When a strange numeric pattern thrown up by the fluctuations of the stock market, which only he can see, drives him even further into number-madness, Max is pursued by sinister Wall Street manipulators who believe he can predict the financial future, and a group of Hassidic researchers who think he has hit upon the lost name of God.
This New York indie combines something of the look and ambition of Abel Ferrara's The Addiction with the weird scientific rigour of early David Cronenberg. Even more hung up on its numbers than the similarly calculator-happy Cube, the film fully represents Max's world-view, to the point when the audience can't fail to notice how many grids and spirals have been worked into the plot: a Go board, the New York subway system, the exposed whorls of a human brain, computer chips, the Hebrew language, scribbled notes, even the Milky Way.

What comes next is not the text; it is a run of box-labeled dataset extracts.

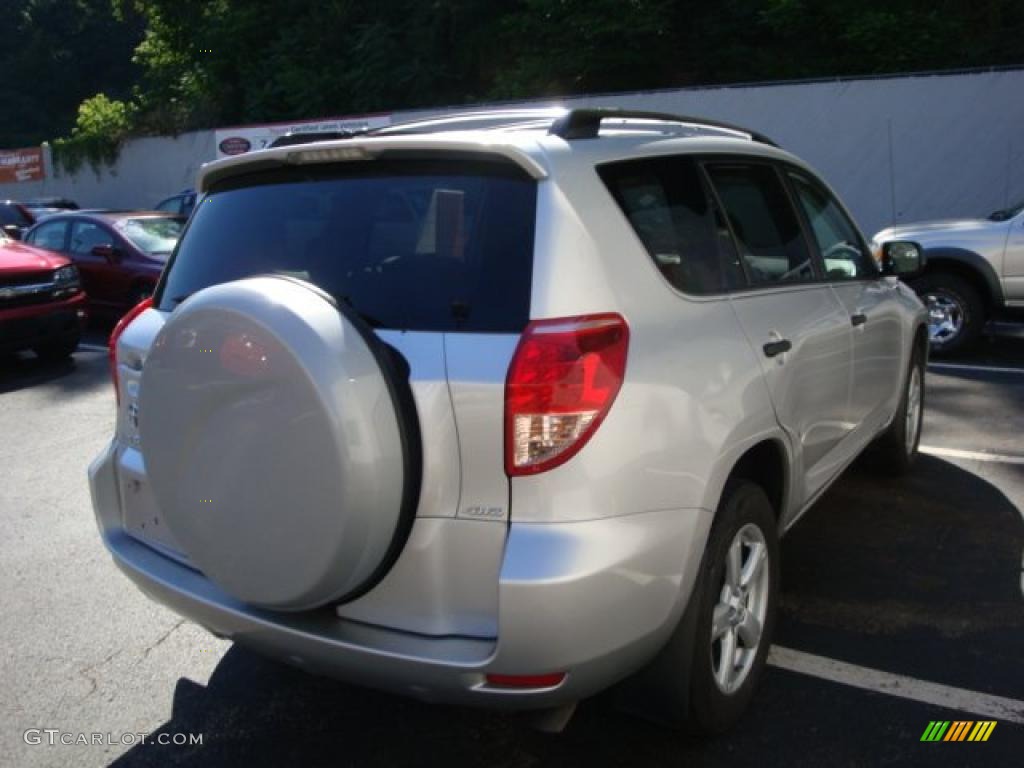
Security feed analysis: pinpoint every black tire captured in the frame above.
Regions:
[871,346,925,476]
[686,479,780,735]
[32,334,80,362]
[913,272,988,355]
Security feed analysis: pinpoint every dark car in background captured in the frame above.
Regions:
[25,211,185,314]
[0,200,36,240]
[0,232,88,360]
[154,189,196,218]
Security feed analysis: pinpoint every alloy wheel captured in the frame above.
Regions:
[711,523,771,695]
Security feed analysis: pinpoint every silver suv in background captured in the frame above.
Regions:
[90,110,927,732]
[874,201,1024,354]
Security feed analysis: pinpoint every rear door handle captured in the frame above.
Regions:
[761,339,793,357]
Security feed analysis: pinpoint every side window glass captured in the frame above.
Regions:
[790,173,879,280]
[29,221,68,251]
[71,221,114,256]
[598,158,742,294]
[708,164,815,286]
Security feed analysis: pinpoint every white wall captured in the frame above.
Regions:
[0,70,1024,236]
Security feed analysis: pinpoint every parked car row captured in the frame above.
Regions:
[0,227,88,360]
[0,209,185,359]
[874,200,1024,354]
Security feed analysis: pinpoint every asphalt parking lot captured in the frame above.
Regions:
[0,325,1024,767]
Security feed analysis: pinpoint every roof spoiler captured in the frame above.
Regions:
[548,109,778,147]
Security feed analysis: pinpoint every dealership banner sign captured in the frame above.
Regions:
[214,115,391,160]
[0,146,44,184]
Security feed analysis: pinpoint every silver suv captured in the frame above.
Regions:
[90,110,928,731]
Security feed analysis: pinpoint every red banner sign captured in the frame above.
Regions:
[0,146,44,183]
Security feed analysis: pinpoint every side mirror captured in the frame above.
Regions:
[92,243,121,264]
[882,241,927,278]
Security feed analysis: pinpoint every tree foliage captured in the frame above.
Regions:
[52,93,132,174]
[0,0,144,146]
[0,0,1024,145]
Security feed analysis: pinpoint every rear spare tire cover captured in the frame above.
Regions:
[138,276,419,610]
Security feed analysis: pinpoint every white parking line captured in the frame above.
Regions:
[768,645,1024,725]
[928,362,1024,376]
[918,445,1024,464]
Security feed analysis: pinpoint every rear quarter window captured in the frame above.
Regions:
[598,157,742,295]
[158,160,537,332]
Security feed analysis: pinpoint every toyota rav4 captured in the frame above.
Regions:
[90,110,928,731]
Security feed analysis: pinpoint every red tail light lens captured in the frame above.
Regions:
[106,298,153,404]
[505,313,630,476]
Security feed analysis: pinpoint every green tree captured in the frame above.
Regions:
[0,0,143,147]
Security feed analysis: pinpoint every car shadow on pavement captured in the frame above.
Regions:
[108,457,1024,768]
[775,455,1024,697]
[0,350,110,394]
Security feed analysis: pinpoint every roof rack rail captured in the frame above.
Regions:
[548,108,778,146]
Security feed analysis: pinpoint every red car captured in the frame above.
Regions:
[24,211,185,315]
[0,233,87,360]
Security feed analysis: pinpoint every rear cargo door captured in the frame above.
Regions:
[119,153,536,636]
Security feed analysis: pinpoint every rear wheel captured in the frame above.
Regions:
[913,272,985,354]
[688,480,779,733]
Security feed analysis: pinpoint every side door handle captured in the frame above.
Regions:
[761,339,793,357]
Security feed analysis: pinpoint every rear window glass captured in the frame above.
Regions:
[708,164,815,286]
[114,218,184,256]
[159,160,537,332]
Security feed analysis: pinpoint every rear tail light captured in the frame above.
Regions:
[505,313,630,476]
[106,297,153,406]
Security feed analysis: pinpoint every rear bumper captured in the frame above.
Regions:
[89,449,711,709]
[0,292,88,352]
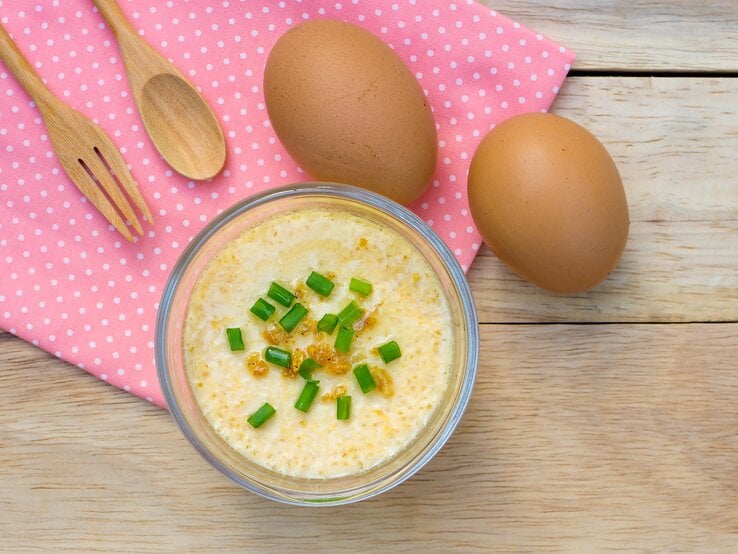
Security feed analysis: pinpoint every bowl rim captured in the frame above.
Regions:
[155,182,479,506]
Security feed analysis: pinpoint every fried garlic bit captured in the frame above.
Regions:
[282,348,307,377]
[370,367,395,398]
[295,283,307,302]
[246,352,269,377]
[261,322,290,346]
[307,342,351,375]
[320,385,346,402]
[296,317,318,337]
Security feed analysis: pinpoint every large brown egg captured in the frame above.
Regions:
[469,113,629,292]
[264,20,437,204]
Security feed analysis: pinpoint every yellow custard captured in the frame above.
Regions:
[183,208,453,478]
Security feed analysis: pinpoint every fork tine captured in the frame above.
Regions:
[82,152,143,235]
[99,142,154,224]
[64,163,133,242]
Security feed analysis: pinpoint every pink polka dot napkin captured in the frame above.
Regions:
[0,0,574,406]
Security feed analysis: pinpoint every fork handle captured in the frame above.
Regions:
[0,24,58,112]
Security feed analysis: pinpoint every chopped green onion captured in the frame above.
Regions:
[279,302,307,333]
[349,277,372,296]
[336,396,351,419]
[226,327,245,351]
[246,402,277,429]
[297,358,320,381]
[264,346,292,369]
[377,340,402,364]
[338,300,364,327]
[354,364,377,394]
[251,298,277,321]
[333,327,354,353]
[295,381,319,412]
[267,281,295,308]
[318,314,338,335]
[305,271,335,296]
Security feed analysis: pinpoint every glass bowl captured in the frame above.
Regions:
[156,183,479,505]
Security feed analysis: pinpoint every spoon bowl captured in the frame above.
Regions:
[93,0,226,180]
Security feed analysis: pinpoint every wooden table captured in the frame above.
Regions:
[0,0,738,552]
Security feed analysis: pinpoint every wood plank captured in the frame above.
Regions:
[467,220,738,323]
[0,324,738,553]
[481,0,738,72]
[469,77,738,322]
[551,75,738,222]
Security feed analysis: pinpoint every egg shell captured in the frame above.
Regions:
[468,113,630,292]
[264,20,437,204]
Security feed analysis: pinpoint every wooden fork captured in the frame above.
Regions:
[0,25,153,241]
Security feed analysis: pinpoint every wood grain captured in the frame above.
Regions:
[481,0,738,72]
[0,324,738,553]
[469,77,738,322]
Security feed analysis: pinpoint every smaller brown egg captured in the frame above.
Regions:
[468,113,629,292]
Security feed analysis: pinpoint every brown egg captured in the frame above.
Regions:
[469,113,629,292]
[264,20,437,204]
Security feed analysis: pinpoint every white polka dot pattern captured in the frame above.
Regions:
[0,0,574,405]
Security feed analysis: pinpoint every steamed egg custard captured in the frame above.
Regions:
[183,208,454,479]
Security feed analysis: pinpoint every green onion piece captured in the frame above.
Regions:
[318,314,338,335]
[297,358,320,381]
[279,302,307,333]
[264,346,292,369]
[295,381,319,412]
[354,364,377,394]
[267,281,295,308]
[336,396,351,419]
[377,340,402,364]
[246,402,277,429]
[305,271,336,296]
[338,300,364,327]
[333,327,354,353]
[251,298,277,321]
[349,277,372,296]
[226,327,245,351]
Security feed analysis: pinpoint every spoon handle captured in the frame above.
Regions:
[0,25,58,113]
[92,0,136,37]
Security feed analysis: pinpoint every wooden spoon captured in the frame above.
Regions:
[93,0,226,179]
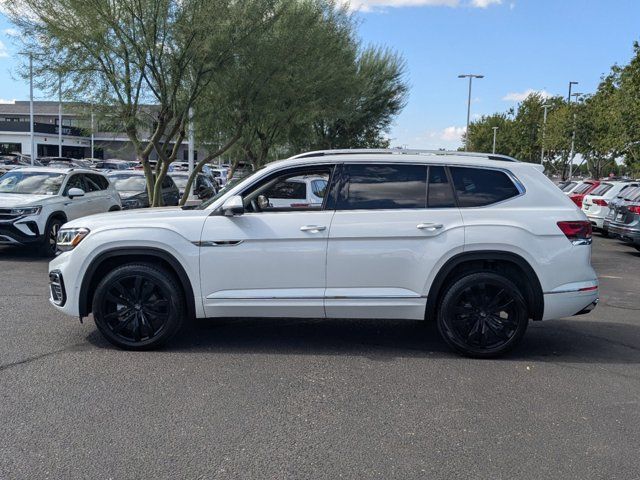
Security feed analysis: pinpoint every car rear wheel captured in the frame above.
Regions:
[93,264,186,350]
[438,272,529,358]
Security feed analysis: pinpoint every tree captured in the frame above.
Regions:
[8,0,276,206]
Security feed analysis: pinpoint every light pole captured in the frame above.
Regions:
[569,92,582,180]
[58,73,62,157]
[567,82,578,103]
[540,103,552,165]
[458,73,484,151]
[29,53,37,166]
[491,127,498,153]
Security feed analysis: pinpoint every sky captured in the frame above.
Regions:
[0,0,640,149]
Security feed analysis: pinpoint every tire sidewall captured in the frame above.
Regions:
[437,272,529,358]
[92,264,186,350]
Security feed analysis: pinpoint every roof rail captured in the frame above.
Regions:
[291,148,519,162]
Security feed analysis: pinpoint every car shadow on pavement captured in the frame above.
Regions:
[0,246,50,263]
[88,319,640,364]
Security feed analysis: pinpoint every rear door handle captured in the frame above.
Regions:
[300,225,327,233]
[416,223,444,232]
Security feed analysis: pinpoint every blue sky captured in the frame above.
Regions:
[0,0,640,148]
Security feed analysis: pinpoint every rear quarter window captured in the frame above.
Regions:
[590,183,613,196]
[450,167,520,208]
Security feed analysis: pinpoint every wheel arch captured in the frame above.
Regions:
[78,247,196,318]
[425,250,544,320]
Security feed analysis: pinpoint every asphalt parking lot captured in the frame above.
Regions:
[0,235,640,480]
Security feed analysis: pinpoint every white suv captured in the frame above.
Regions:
[0,167,120,256]
[49,150,598,357]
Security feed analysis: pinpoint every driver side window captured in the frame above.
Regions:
[242,165,333,213]
[64,173,85,195]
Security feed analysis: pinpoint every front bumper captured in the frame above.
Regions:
[0,222,44,245]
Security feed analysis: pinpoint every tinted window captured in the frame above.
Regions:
[64,175,85,195]
[162,175,175,188]
[311,180,327,198]
[451,167,519,207]
[337,165,427,210]
[427,166,455,208]
[571,183,593,195]
[265,180,307,200]
[84,175,101,192]
[590,183,613,195]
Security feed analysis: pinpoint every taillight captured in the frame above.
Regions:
[558,220,592,245]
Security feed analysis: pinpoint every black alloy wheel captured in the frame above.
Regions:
[438,272,529,358]
[93,264,186,350]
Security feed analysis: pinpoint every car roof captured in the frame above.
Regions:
[267,149,542,174]
[7,167,104,176]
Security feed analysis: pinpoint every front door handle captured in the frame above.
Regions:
[300,225,327,233]
[416,223,444,232]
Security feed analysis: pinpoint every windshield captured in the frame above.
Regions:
[109,175,147,192]
[571,182,593,195]
[171,175,189,189]
[0,171,65,195]
[591,183,613,197]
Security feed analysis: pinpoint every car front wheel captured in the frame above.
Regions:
[438,272,529,358]
[93,264,186,350]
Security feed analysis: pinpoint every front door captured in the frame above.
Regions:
[200,166,333,318]
[325,163,464,319]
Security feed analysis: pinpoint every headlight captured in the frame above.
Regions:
[11,205,42,215]
[57,228,89,252]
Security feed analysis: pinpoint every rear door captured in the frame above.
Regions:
[325,162,464,319]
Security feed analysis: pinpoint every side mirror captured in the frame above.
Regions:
[67,188,84,199]
[222,195,244,217]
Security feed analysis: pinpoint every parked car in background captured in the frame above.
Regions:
[558,180,582,194]
[0,167,120,255]
[108,170,180,210]
[569,180,600,208]
[582,182,639,230]
[608,188,640,251]
[602,182,640,236]
[93,158,133,171]
[169,172,218,200]
[0,155,42,175]
[49,150,598,357]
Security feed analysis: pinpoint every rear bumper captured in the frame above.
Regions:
[608,223,640,244]
[587,215,604,229]
[542,280,598,320]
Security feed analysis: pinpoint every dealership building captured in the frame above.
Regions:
[0,101,197,161]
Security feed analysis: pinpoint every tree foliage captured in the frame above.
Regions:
[6,0,407,206]
[465,42,640,178]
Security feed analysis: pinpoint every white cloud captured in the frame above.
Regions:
[471,0,502,8]
[343,0,502,12]
[0,40,9,58]
[502,88,552,102]
[438,126,466,142]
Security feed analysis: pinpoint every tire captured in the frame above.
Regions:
[38,218,64,258]
[437,272,529,358]
[92,263,186,350]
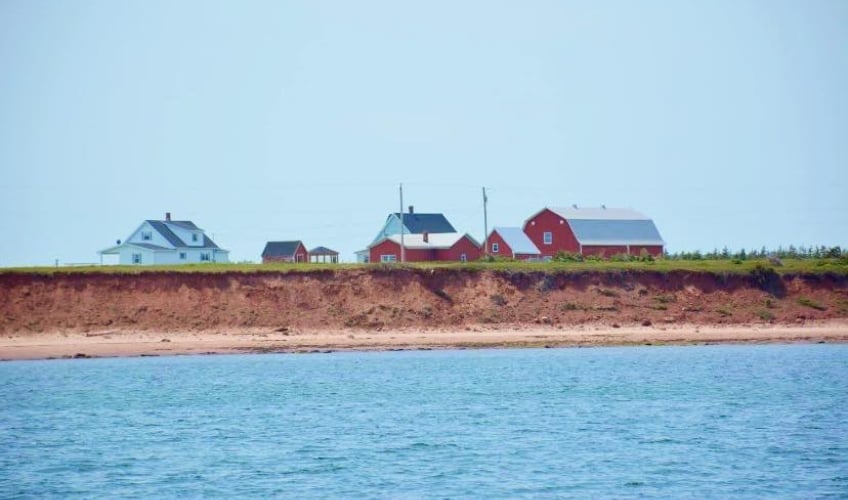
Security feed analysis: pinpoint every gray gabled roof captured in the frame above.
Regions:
[262,240,306,257]
[309,247,339,255]
[492,227,541,255]
[145,220,220,248]
[568,219,665,245]
[389,212,456,234]
[549,206,665,245]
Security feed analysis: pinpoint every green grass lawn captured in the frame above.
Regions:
[0,258,848,274]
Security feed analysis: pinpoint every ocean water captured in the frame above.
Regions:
[0,345,848,498]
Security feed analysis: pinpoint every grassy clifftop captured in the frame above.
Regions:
[0,258,848,275]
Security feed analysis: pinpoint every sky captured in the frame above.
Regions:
[0,0,848,266]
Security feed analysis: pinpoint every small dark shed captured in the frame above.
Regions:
[262,240,309,264]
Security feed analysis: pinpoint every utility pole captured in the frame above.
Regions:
[399,183,406,262]
[483,186,489,257]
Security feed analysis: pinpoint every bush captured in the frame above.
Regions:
[553,250,583,262]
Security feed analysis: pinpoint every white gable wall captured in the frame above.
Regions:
[126,222,174,248]
[165,222,203,247]
[118,245,230,266]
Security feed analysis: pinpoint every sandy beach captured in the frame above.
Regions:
[0,321,848,360]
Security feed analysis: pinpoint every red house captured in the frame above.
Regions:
[368,233,481,262]
[262,240,309,264]
[486,227,542,260]
[523,205,665,257]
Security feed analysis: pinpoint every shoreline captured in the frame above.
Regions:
[0,320,848,361]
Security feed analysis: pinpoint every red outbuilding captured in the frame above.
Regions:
[523,205,665,257]
[368,233,481,263]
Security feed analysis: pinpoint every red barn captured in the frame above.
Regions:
[368,233,481,262]
[523,205,665,257]
[262,240,309,264]
[486,227,542,260]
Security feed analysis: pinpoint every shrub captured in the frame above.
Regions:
[757,311,774,321]
[798,297,827,311]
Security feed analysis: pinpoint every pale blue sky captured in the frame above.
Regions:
[0,0,848,266]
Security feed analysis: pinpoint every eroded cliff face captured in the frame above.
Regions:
[0,268,848,335]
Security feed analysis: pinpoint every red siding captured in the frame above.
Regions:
[524,209,580,257]
[630,245,663,257]
[262,243,309,264]
[583,245,663,257]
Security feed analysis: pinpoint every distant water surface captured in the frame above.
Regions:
[0,345,848,498]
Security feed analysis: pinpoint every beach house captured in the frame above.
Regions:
[99,212,229,265]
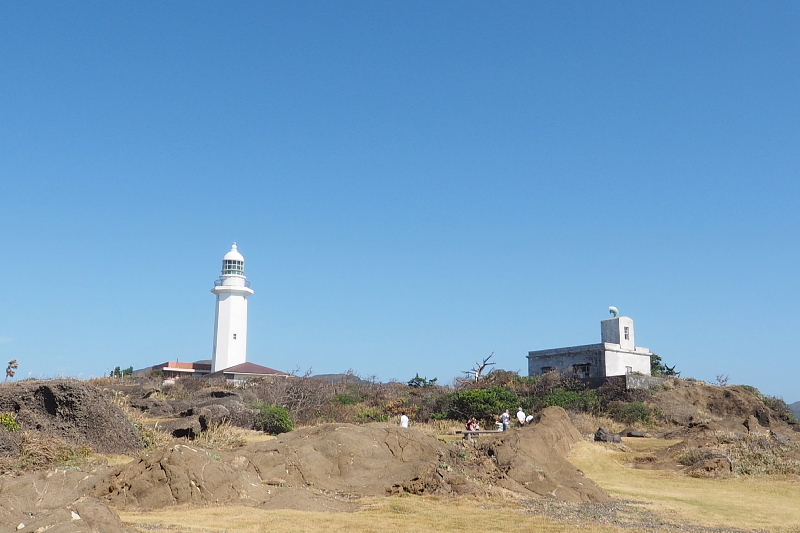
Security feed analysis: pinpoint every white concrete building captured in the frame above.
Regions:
[528,308,652,379]
[211,243,254,372]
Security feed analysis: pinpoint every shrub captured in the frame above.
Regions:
[0,413,21,431]
[676,448,713,466]
[609,402,656,424]
[433,387,520,420]
[334,392,361,405]
[253,403,294,435]
[356,409,389,424]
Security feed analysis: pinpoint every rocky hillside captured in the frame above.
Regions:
[789,402,800,420]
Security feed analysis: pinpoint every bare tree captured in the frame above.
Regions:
[6,359,19,381]
[461,352,495,381]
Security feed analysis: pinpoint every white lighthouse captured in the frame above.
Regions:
[211,243,253,372]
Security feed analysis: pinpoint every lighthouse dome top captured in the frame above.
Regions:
[222,243,244,276]
[222,243,244,261]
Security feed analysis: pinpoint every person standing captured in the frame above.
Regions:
[500,409,511,431]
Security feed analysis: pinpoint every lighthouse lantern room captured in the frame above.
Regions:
[211,243,254,372]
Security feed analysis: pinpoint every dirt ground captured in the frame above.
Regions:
[0,380,800,533]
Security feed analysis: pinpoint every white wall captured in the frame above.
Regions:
[212,289,247,372]
[605,348,650,376]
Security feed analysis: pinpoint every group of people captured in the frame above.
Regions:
[497,407,534,431]
[400,407,533,431]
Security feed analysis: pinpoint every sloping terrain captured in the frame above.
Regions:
[0,379,144,454]
[92,407,608,509]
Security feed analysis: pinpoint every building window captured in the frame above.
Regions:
[572,363,591,379]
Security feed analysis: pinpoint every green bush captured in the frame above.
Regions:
[253,403,294,435]
[434,387,520,420]
[0,413,21,431]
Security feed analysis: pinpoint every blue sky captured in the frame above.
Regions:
[0,1,800,402]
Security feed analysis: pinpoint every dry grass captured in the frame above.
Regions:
[412,420,464,440]
[119,496,630,533]
[191,420,248,450]
[0,431,92,472]
[569,439,800,532]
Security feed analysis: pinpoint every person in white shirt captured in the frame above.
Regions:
[500,409,511,431]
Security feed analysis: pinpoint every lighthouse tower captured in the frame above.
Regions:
[211,243,253,372]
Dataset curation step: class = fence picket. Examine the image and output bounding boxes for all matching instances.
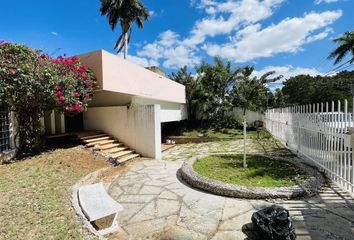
[265,100,354,196]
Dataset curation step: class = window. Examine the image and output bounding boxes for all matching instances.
[0,106,10,152]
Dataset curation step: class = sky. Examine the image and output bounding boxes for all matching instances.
[0,0,354,87]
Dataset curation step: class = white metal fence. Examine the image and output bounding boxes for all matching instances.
[265,100,354,193]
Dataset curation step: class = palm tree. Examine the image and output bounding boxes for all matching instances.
[100,0,149,58]
[328,31,354,65]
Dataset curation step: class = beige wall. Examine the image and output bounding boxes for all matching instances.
[79,50,186,103]
[84,105,161,159]
[132,97,187,122]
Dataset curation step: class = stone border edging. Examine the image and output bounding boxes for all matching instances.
[71,167,110,240]
[180,154,325,199]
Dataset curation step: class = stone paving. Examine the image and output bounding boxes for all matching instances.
[108,142,354,240]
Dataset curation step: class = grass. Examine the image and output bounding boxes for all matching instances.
[0,147,108,239]
[193,154,308,187]
[182,128,271,139]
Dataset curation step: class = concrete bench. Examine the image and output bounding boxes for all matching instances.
[78,183,123,235]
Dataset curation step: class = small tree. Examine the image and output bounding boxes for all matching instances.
[196,57,236,128]
[232,67,282,168]
[0,42,95,153]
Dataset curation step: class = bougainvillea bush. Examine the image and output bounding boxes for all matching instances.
[0,42,95,152]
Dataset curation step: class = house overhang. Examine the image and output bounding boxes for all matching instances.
[78,50,186,103]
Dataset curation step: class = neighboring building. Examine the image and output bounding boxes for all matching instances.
[44,50,187,158]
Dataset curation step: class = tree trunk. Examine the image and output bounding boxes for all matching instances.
[124,33,128,59]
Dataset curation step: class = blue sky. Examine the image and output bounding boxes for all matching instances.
[0,0,354,81]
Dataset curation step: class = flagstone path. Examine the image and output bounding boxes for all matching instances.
[108,138,354,240]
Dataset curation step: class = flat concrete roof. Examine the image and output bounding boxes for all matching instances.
[78,50,186,103]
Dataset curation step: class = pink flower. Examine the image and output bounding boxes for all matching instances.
[0,41,10,47]
[9,68,15,75]
[75,103,82,112]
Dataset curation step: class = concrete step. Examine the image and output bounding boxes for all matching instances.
[85,139,117,147]
[83,136,111,143]
[102,147,129,154]
[99,143,123,150]
[79,133,108,141]
[110,150,134,158]
[116,153,140,164]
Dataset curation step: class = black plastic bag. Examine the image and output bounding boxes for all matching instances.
[252,205,296,240]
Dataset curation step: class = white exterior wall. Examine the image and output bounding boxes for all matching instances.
[84,105,161,159]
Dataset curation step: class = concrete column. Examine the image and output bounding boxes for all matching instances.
[154,104,162,159]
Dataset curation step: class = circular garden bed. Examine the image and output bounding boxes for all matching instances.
[181,154,325,199]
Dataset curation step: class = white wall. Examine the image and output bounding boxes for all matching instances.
[84,105,161,159]
[233,108,264,125]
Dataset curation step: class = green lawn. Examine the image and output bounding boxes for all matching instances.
[181,128,271,139]
[193,154,307,187]
[0,147,108,240]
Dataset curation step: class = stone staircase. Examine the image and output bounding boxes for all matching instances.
[78,131,140,165]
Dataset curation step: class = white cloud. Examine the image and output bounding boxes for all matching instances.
[203,10,342,62]
[253,65,323,82]
[131,0,342,68]
[315,0,341,5]
[184,0,284,46]
[138,30,201,68]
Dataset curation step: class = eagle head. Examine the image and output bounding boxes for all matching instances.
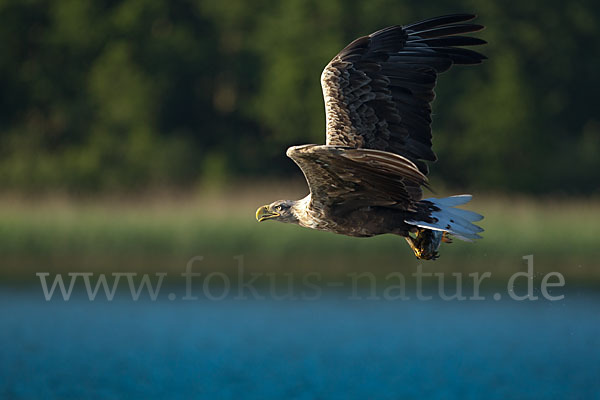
[256,200,298,223]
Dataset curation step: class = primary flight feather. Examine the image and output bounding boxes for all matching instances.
[256,14,485,259]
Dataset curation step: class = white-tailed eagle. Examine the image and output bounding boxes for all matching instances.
[256,14,486,260]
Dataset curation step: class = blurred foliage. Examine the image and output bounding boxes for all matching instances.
[0,0,600,193]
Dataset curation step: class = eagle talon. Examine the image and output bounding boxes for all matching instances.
[442,232,452,243]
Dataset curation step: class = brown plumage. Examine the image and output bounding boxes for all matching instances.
[257,14,485,259]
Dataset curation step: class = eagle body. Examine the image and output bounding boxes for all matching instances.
[256,14,485,259]
[292,198,427,237]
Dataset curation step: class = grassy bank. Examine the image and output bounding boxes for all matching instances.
[0,187,600,285]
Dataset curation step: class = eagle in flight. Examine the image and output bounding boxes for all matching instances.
[256,14,486,260]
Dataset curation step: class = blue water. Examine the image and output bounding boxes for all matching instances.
[0,290,600,399]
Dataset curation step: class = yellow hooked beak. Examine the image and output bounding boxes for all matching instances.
[256,206,280,222]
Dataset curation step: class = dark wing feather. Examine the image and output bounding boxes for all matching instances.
[321,14,485,174]
[287,144,427,214]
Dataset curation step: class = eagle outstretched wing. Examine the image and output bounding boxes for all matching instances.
[321,14,486,174]
[287,144,427,214]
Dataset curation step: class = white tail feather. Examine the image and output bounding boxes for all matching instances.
[404,194,483,242]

Naturally, given the famously non-recurring nature of the title number, no answer can possibly be forthcoming and you get kicked rudely out of Max's skull - during a hideous bit of DIY Black and Decker surgery - before it all starts to make sense.
Writer-director Aronofsky suggests vast conspiracies just beyond comprehension, but limits the film to the viewpoint of the mad and maddening Max. It can't fail to be absorbing, but it also inevitably disappoints as the big breakthrough the script has been teasing us with is withheld in favour of a chilling 'happy' ending.